Transgender Homeless Seek Safety

Print More

The city’s homeless department has long had a delicate problem: where and how to house transgender clients. Now, after a public forum on the issue held in the fall, it seems the transgender community is divided over how exactly to solve it.

Most agree the current system isn’t working. Crowded into a large room at the Lesbian, Gay, Bisexual & Transgender Community Center, some panelists and audience members blasted the Department of Homeless Services (DHS) for placing transgender clients in shelters according to birth gender rather than gender identity.

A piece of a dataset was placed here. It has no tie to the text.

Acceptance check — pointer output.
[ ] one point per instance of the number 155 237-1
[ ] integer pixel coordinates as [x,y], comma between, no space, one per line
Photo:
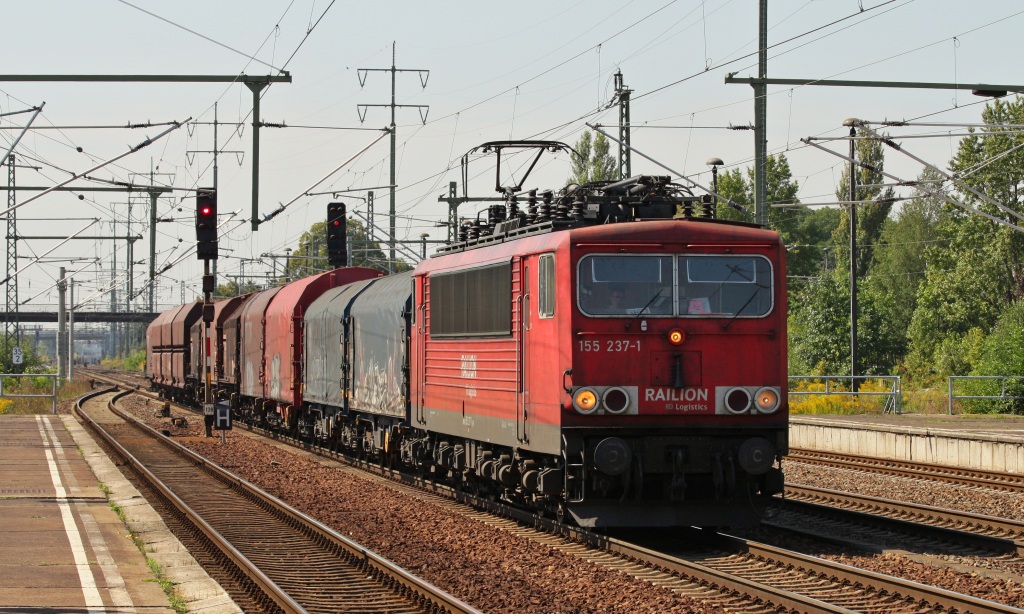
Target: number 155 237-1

The result, they say, is often a scary and degrading experience.

“My main issue was safety,” said Stella Salazar, a transgender veteran of city shelters. “I had to reject a lot of sexual advances.” The shelters can be particularly menacing for transgender women, who are routinely placed in all-male facilities like the 954-bed Wards Island shelter.

Lourdes Hunter, a transgender woman who spent 21 months in the city’s shelter system, agreed. She pointed out that the problem goes beyond other residents–staff can be insensitive as well. “A lot of transgender kids are afraid of the shelters, so they turn to the streets,” she says.

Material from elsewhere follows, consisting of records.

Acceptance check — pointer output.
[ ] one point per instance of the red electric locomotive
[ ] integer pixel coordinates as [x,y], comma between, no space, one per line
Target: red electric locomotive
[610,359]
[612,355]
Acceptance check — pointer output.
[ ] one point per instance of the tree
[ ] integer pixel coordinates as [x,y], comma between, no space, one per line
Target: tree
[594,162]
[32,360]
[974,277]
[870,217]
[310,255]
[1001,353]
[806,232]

Still, the solution isn’t especially clear. Some transgender clients would like separate shelters. “There should be a place where they feel safe, a place of tolerance and respect,” says Salazar. Such shelters would also create job opportunities for transgender people, she adds, who tend to have a difficult time finding work.

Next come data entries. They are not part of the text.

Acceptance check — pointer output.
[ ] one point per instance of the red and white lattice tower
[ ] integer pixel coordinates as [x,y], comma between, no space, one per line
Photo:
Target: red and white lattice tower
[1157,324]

Others feel strongly that transgender homeless shouldn’t be singled out. “They shouldn’t be separated from society, it just pushes the issue back,” says Monica Forrester, a transgender woman who spent years homeless in Toronto, frequently sleeping in stairwells.

“The question of a trans-specific shelter is something we’ll have to hash out,” says Joseph DeFilippis, a spokesperson for Queers for Economic Justice, one of six groups that sponsored the forum as part of an ongoing series of talks with DHS. “The city has met with us and responded to the idea of having a trans-specific shelter,” he says. “We need to figure out how we feel about it.”

Until then, advocates agree that clients should be classified by how they self-identify rather than by birth gender. “DHS should make sure this population has a range of options,” says Jennifer Flynn, director of the New York City AIDS Housing Network. “But none of this will happen until DHS first acknowledges that it’s an issue.”

DHS spokesperson Jim Anderson said his agency is well aware of the problem and has been meeting with community advocates to strike the right balance between privacy and protection. “We’re all concerned about access issues for homeless transgender New Yorkers,” he said. “And finding ways to make the system as responsive as possible.”